Either way, loader decides whether to parse the file as a module. If it is a module and there are modules that also contain imports, the Loader will continue to run until all files have been retrieved and parsed.
With the end of these loaders, we went from having a single entry file to having a lot of Module Recored.
The next step is to instantiate all the modules and integrate them together.
instantiation
As I mentioned earlier, a module instance is made up of code and state. State is kept in memory because the instantiation step is essentially writing to memory.
First, the JS engine creates a Module Environment Record. It is used to manage variables in module Record, after which the engine finds the memory address of all exports. Module Environment Record tracks the mapping between memory addresses and export.
There is no value in memory at this point, and the actual value is written to memory only after evaluation. This causes all exported function declarations to be instantiated at this stage to make evaluation easier.
To instantiate the module dependency graph, the JS engine traverses the module tree in depth-first order.
Note that both import and export point to the same address in memory, so we first iterate through export to ensure that each import finds a matching export.
ES Moudles and CommonJS instantiation are different. In CommonJS, the entire exported object is copied when exported, meaning that any exported value is a copy, known as a deep copy. This means that modifying the exported file is not reflected in the module file itself.
In contrast, ES modules are implemented using dynamic binding. All module instances point to the same memory address, which means that when I change the value in export, the change is also reflected in import.
We know that a module that exports values can change those values at any time, but an importing module cannot change the values it imports. That being said, if a module imports an object, it can change the property values on that object.
evaluation
The final step is to populate the values into memory. The JS engine does this by executing top-level code (that is, code outside the function).
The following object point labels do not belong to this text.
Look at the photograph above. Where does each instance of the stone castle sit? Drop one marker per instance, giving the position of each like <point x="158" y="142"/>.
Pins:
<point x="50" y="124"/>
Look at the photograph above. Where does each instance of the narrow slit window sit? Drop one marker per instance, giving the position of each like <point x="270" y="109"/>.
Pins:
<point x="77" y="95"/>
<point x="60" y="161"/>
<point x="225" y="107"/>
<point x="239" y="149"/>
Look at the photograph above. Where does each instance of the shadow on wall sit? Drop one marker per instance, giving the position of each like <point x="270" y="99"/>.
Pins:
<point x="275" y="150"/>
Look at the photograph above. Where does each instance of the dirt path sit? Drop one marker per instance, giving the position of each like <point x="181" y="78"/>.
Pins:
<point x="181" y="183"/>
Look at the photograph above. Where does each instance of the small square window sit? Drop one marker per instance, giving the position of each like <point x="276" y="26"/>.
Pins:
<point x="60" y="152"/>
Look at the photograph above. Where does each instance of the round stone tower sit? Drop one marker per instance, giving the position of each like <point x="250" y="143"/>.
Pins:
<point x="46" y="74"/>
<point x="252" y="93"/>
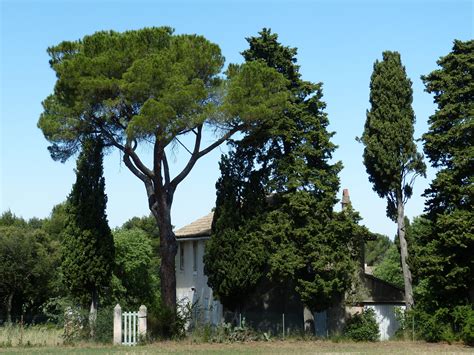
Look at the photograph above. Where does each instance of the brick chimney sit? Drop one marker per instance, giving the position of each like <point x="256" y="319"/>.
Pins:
<point x="346" y="200"/>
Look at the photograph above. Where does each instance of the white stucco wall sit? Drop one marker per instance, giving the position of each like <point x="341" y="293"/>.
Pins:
<point x="191" y="286"/>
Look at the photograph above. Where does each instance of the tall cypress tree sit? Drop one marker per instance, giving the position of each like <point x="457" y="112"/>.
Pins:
<point x="390" y="154"/>
<point x="274" y="211"/>
<point x="87" y="245"/>
<point x="448" y="262"/>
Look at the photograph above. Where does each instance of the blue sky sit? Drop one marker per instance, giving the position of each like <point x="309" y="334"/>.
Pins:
<point x="337" y="41"/>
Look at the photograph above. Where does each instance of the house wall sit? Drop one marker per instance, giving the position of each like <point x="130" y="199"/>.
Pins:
<point x="191" y="285"/>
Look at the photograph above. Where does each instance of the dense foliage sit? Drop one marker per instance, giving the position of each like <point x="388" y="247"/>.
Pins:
<point x="25" y="263"/>
<point x="274" y="214"/>
<point x="87" y="243"/>
<point x="376" y="249"/>
<point x="135" y="279"/>
<point x="390" y="155"/>
<point x="362" y="326"/>
<point x="448" y="265"/>
<point x="150" y="86"/>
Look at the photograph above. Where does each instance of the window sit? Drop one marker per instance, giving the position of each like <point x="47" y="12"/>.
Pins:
<point x="181" y="256"/>
<point x="195" y="256"/>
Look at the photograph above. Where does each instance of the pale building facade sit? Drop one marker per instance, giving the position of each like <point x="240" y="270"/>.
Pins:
<point x="191" y="283"/>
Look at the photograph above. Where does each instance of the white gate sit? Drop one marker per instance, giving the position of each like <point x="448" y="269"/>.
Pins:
<point x="129" y="328"/>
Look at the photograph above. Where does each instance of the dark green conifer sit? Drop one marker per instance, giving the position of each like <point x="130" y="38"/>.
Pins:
<point x="390" y="154"/>
<point x="448" y="263"/>
<point x="87" y="243"/>
<point x="274" y="214"/>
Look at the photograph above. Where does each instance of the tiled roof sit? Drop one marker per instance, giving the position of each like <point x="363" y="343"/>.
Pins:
<point x="199" y="228"/>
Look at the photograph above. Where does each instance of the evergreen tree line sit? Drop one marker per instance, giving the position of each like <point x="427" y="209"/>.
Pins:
<point x="275" y="218"/>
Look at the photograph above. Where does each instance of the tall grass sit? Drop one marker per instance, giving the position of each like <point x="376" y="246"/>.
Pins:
<point x="30" y="335"/>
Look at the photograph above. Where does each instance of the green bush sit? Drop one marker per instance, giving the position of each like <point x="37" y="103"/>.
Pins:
<point x="447" y="325"/>
<point x="464" y="323"/>
<point x="435" y="327"/>
<point x="165" y="323"/>
<point x="362" y="327"/>
<point x="104" y="325"/>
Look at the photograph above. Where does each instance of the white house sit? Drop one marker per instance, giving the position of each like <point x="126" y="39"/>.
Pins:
<point x="192" y="288"/>
<point x="191" y="283"/>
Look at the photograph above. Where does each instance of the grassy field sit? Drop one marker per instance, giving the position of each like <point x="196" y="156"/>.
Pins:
<point x="48" y="340"/>
<point x="271" y="347"/>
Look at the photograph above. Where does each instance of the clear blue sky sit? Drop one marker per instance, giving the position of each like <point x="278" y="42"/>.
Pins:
<point x="337" y="41"/>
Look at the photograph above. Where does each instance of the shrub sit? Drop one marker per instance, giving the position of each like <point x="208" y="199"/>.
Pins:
<point x="362" y="327"/>
<point x="464" y="323"/>
<point x="104" y="325"/>
<point x="435" y="327"/>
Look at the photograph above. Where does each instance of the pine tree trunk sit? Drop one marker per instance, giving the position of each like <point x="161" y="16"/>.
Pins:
<point x="93" y="313"/>
<point x="404" y="253"/>
<point x="9" y="308"/>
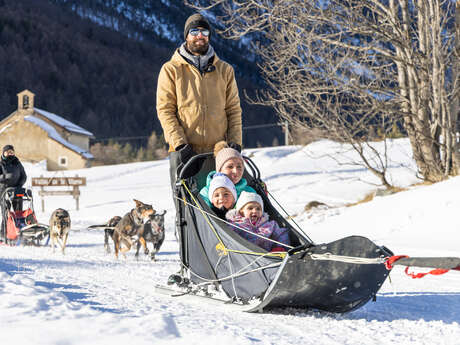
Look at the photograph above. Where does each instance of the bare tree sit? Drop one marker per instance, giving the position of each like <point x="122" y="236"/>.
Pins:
<point x="351" y="67"/>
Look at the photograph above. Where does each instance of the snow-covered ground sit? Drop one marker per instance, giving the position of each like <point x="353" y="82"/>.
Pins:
<point x="88" y="297"/>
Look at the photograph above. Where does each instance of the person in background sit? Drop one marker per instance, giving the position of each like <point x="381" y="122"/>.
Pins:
<point x="248" y="214"/>
<point x="12" y="170"/>
<point x="12" y="174"/>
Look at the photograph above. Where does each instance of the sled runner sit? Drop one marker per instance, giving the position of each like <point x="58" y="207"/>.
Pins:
<point x="338" y="277"/>
<point x="19" y="224"/>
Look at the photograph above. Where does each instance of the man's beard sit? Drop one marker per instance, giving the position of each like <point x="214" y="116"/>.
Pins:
<point x="197" y="49"/>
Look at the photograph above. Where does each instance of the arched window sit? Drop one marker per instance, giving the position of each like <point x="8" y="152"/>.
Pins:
<point x="25" y="102"/>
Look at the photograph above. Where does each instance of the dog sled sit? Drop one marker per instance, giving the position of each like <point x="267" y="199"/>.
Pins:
<point x="19" y="223"/>
<point x="339" y="277"/>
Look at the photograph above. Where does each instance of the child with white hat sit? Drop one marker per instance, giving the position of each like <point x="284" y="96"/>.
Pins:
<point x="222" y="194"/>
<point x="231" y="163"/>
<point x="248" y="214"/>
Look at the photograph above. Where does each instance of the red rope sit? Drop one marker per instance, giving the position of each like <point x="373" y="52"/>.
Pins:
<point x="437" y="271"/>
<point x="391" y="260"/>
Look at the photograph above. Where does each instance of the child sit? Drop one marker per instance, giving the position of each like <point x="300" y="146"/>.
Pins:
<point x="222" y="194"/>
<point x="230" y="162"/>
<point x="248" y="214"/>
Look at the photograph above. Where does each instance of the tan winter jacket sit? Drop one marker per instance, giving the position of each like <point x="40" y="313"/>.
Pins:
<point x="198" y="109"/>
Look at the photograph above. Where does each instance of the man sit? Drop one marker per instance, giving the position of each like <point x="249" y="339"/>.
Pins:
<point x="197" y="104"/>
<point x="12" y="174"/>
<point x="197" y="98"/>
<point x="12" y="171"/>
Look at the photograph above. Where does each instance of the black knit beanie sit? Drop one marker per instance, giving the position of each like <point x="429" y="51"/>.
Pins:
<point x="194" y="21"/>
<point x="7" y="147"/>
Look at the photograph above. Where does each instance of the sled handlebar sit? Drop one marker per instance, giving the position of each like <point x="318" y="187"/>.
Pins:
<point x="199" y="159"/>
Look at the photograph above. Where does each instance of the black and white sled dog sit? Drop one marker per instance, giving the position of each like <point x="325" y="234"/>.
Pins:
<point x="108" y="231"/>
<point x="153" y="231"/>
<point x="59" y="228"/>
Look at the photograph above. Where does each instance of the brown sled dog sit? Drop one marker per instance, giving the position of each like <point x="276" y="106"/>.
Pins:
<point x="108" y="232"/>
<point x="153" y="231"/>
<point x="59" y="228"/>
<point x="129" y="225"/>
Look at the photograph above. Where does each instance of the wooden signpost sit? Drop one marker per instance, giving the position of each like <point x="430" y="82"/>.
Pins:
<point x="74" y="182"/>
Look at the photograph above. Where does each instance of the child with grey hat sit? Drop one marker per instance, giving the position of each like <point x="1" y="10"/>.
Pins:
<point x="248" y="214"/>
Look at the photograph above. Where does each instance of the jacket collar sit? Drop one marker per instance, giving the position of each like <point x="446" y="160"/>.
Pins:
<point x="177" y="58"/>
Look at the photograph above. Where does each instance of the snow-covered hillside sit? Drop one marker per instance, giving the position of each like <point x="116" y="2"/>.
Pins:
<point x="88" y="297"/>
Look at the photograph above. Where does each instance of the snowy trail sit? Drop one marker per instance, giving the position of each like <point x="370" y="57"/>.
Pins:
<point x="89" y="297"/>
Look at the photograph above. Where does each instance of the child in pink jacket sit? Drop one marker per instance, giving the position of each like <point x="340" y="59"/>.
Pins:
<point x="248" y="214"/>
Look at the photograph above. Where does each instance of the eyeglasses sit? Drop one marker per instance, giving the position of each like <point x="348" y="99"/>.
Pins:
<point x="195" y="32"/>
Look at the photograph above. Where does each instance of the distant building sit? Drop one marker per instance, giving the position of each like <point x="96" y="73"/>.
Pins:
<point x="39" y="135"/>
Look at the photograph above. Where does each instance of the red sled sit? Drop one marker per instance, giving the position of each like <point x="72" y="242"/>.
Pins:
<point x="19" y="223"/>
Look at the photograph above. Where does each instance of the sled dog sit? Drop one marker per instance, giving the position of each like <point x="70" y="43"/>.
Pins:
<point x="129" y="225"/>
<point x="108" y="232"/>
<point x="59" y="228"/>
<point x="152" y="231"/>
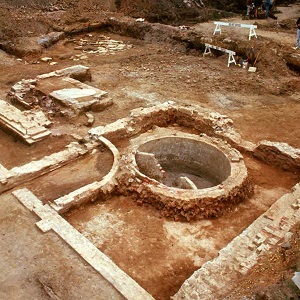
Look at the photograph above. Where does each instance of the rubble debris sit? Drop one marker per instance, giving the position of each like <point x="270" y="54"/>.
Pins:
<point x="98" y="45"/>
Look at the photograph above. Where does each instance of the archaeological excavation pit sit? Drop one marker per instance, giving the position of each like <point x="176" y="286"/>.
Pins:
<point x="186" y="175"/>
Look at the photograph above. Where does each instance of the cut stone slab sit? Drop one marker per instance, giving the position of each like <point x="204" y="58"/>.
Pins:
<point x="24" y="126"/>
<point x="64" y="87"/>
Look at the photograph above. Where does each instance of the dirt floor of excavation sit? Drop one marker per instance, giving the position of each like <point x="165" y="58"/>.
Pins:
<point x="161" y="254"/>
<point x="263" y="105"/>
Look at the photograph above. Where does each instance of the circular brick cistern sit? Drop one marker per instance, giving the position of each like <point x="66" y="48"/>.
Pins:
<point x="184" y="175"/>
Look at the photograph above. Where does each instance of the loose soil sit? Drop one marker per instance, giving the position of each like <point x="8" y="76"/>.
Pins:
<point x="263" y="105"/>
In addition to just populating these values in memory, the evaluation code can trigger side effects. For example, a module might request a server.
Unlike the same result obtained by linking in the instantiation stage every time, the result obtained by evluation execution may be different. In order to avoid potential side effects caused by such situation, we should only carry out evaluation once
This is where the Module Map comes in. The Module Map caches modules through canonical urls to ensure that there is only one Module record per module. This ensures that each module is executed only once. Like the Instantiation stage, this stage is handled by depth-first post-order traversal.
What about circular dependencies we mentioned earlier?
In circular dependencies, you end up with a loop in the diagram, usually a long loop. However, to explain this, I will use a short loop as an example.
Let’s see how CommonJS handles this. First, the main module will execute until the REQUIRE statement, and then it will load the counter module.
The counter module will then attempt to access the message from the exported object. But since it has not been evaluated in the main module, it will return undefined. The JS engine allocates space in memory for local variables and sets their value to undefined.
Evaluation continues down to the end of the counter module’s top level code. We want to see whether we’ll get the correct value for message eventually (after main.js is evaluated), so we set up a timeout. Then evaluation resumes on main.js
.
Message variables will be initialized and added to memory. But since there is no connection between the two, the value is thrown as undefined.
If the export is processed using real-time binding, the counter module will eventually see the correct value. By the time the timeout runs, the evaluation of main.js will be complete and filled with the value.
Supporting these loops is an important reason behind the ES module design.